Janet Chapple’s early Yellowstone anthology, forthcoming June 2016

Janet’s next book will be published in time to celebrate the centennial of the National Park Service. She has carefully selected and annotated travel stories from the first five decades of the park. The crown jewel of the book is the set of 1884 watercolors by Thomas H. Thomas, shown here for the first time outside Wales. We feature his image of Grand Prismatic Spring on the cover. Click on this picture for a larger image, and you can see two men and their horses standing close to the hot spring before any boardwalk was built.

There have been many steps along the way, beginning with Janet’s several years of research at historical societies, public and university libraries, and the Yellowstone Heritage and Research Center Library.

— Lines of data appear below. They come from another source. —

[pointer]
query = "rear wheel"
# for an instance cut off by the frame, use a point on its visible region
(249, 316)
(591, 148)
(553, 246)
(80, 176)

In 2014 Granite Peak Publications acquired the book and decided to issue it as a trade paperback. We sought feedback from friends and publishing experts, including sending out a survey that helped us switch from the tentative Magnificent Playground to the current title. The stories are told by active explorers and adventurers, so we wanted to express that in the subtitle, “Adventuring by Bicycle, Covered Wagon, Foot, Horseback, and Skis.” Our designer, Vicky Shea of Ponderosa Pine Design, is working on the second stage of page creation, altering image sizes and putting in the corrections that our proofreader found.

Already Amazon.com is offering pre-orders of the book. To find out more and browse the table of contents, go to the book’s web page, ThroughEarlyYellowstone.com.

Do you have questions for us about this new book? Be sure to comment below or use our contact form.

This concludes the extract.